One of the unifying themes fifty years ago was rain! The Ansonia Water Company labeled March of 1953 its wettest March since 1923, with 12.81” of rain. By May 8, it had rained 68 out of the 128 days of the year so far in 1953, with a total of 30.58”.

The historic “Greystone” mansion on Elizabeth and Caroline Streets became the property of the City of Derby on March 24, 1953. Constructed by Edward N. Shelton in 1836, the 3.3-acre property remained in his family until sold to Mrs. Waldo S. Kellogg in 1941. Mr. Shelton was president of the Shelton Tack Company and chairman of the Ousatonic Water Company. The City of Shelton is named after him.

Demolition of Greystone began April 1. In the meantime, there was some controversy on what to call the new school that was to arise there. Among the ideas was naming it “New Irving School”, after the school it was replacing, as well as nods to the property’s past, including “Shelton School” and “Greystone School”.
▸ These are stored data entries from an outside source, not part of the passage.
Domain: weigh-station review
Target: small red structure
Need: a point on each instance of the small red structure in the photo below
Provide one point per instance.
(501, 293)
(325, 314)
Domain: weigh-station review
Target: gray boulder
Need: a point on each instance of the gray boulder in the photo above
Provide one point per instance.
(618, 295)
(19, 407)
            The Valley witnessed a number of other prominent real estate transactions. Among the properties changing hands were Derby’s Commodore Hull theater, the Hotel Clark, and the Nathan’s Hall/Gould Armory building on 204-224 Main Street. Ansonia’s IOOF hall on 54-62 Main Street was sold to the Ansonia Brass Workers Building Fund.

While some old structures were being destroyed or sold, new ones being built. Housatonic Printing and Dyeing completed a new boiler house on Roosevelt Drive April. Construction began on a new Drive-In theater upon Pioneer Field, located on Derby Meadows off Division Street near the Naugatuck River, on April 9. The  same day, across the river, a tall, rusting steel smokestack stack at the former brewery on Derby Avenue developed a bad kink about ten feet from its top and city officials huddled to solve the problem.
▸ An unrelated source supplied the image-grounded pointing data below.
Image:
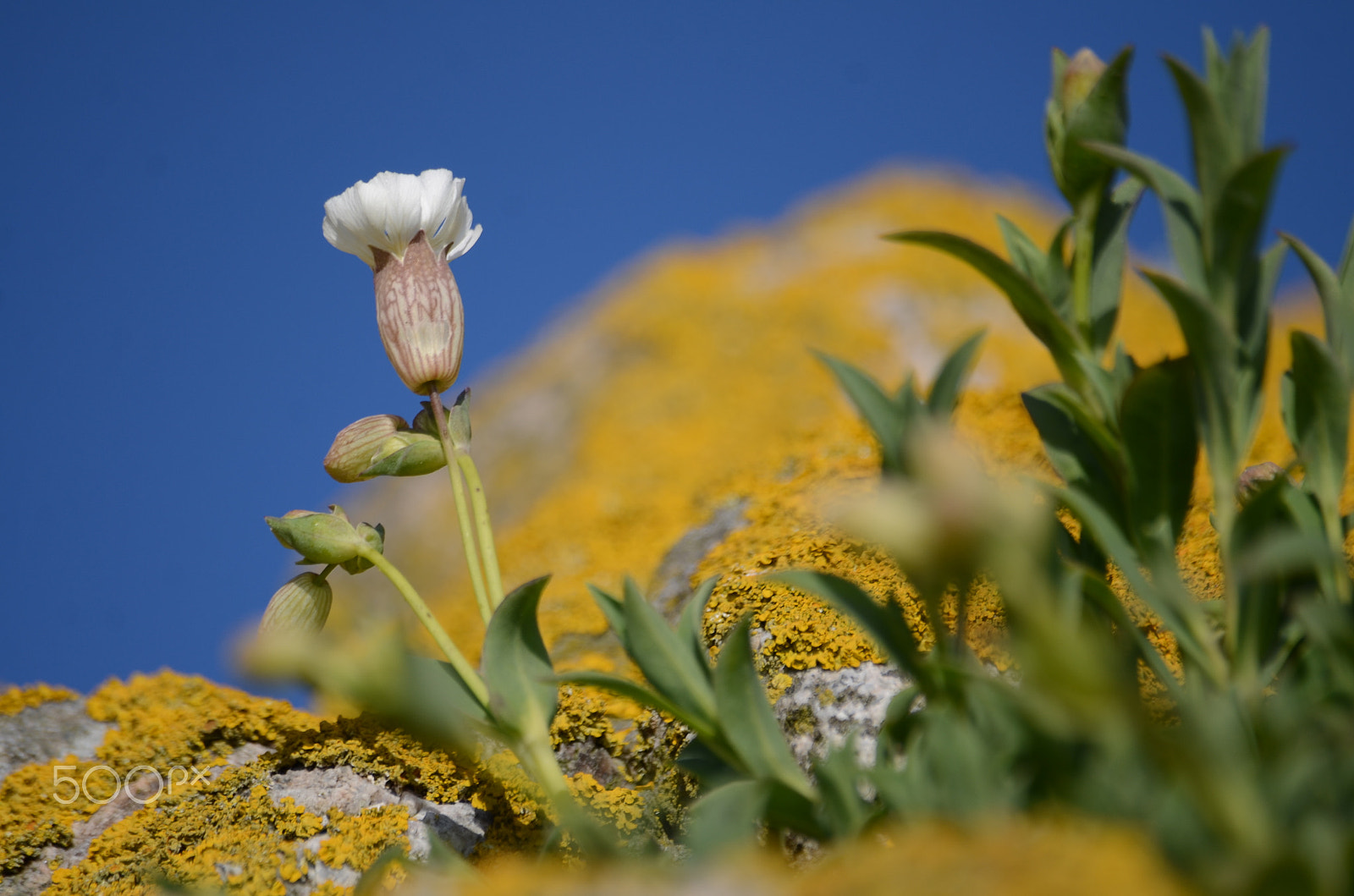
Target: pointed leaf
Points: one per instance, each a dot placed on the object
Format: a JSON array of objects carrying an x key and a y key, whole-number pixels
[
  {"x": 631, "y": 690},
  {"x": 884, "y": 624},
  {"x": 1158, "y": 424},
  {"x": 667, "y": 659},
  {"x": 726, "y": 818},
  {"x": 1337, "y": 302},
  {"x": 878, "y": 410},
  {"x": 746, "y": 719},
  {"x": 692, "y": 623},
  {"x": 954, "y": 374},
  {"x": 1181, "y": 206},
  {"x": 1320, "y": 417},
  {"x": 1078, "y": 446},
  {"x": 614, "y": 611},
  {"x": 1046, "y": 272},
  {"x": 1110, "y": 248},
  {"x": 839, "y": 783},
  {"x": 1029, "y": 304},
  {"x": 1215, "y": 151},
  {"x": 516, "y": 666}
]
A prominent son of Derby passed away in late March. Brother Adelphus Patrick was born James McKenzie on March 19, 1893 on Bank Street, and attended Franklin School. He was president of Manhattan College 1932-1938. It is interesting to note a fellow Franklin School alumni who passed away a few years before, Rev. George Dillon, was a past president of Providence College.

A major redecoration of St. Michael’s Church was completed on April 8, just as a renovation of the Seymour Congregational Church was about to begin. The same day, the Derby Historical Society held our Annual Meeting down the street at the First Congregational Church. Bertrand DeForest was reelected President, a post he had served for all but one year since the Society’s founding. Among the highlights were the donation of a history of liberty poles on Derby Green by former mayor James Atwater, along with a newel post from Greystone and two oil paintings from the Blakeman family. The meeting concluded with President DeForest giving a talk on Native Americans and the region’s early settlement.
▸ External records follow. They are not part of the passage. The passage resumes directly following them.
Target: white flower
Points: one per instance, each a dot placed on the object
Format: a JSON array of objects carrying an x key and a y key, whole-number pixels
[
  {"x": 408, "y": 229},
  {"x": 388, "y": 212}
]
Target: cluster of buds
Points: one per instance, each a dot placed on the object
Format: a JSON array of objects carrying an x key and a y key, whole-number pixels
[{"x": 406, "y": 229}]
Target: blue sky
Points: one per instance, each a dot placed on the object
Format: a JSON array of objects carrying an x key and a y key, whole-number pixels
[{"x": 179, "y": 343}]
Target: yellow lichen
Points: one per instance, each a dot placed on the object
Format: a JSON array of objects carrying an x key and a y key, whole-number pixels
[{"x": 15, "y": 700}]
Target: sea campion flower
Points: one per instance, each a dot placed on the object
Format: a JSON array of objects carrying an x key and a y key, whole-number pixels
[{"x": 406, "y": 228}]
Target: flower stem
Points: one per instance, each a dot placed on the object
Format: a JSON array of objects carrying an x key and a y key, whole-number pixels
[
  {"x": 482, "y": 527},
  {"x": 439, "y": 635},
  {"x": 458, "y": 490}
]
St. Michael’s would be struck by tragedy ten days later when their pastor of 15 years, Father Joseph Swaltek, passed away. A native of Poland, Father Swaltek had been ill since January, and the tolling of the church bells at 3:00 PM to announce his death was greeted with sadness and regret. His funeral, presided by Hartford Bishop Henry O’Brien at St. Michael’s two days later, was heavily attended.

One of the biggest non-events to occur was the Carnegie Cup Regatta, hosted by Yale University on the Housatonic River. In years past university students, became so unruly that the annual Derby Day festival which coincided with the regatta was cancelled. This year, with the notable exception of one incident in Shelton, a much smaller, orderly crowd of about 2,500 watched Cornell’s scull beat Yale and Princeton.            May concluded with interesting events in Ansonia. About a dozen residents of Wooster and Clifton Avenue were about to become homeless, as their apartments were in the way of the new Ansonia-Derby expressway (Route 8). Two of them, along with Mayor Sheasby, appeared on behalf of the group on the television show “Strike-It-Rich”, hosted by Warren Hull. The group won $550. Meanwhile, downtown, the new N.M. Landau store opened in the former Boston Store on Main and Bridge Streets, with much fanfare. The store, composed of 50 departments on three floors, was mobbed on its opening day of May 28.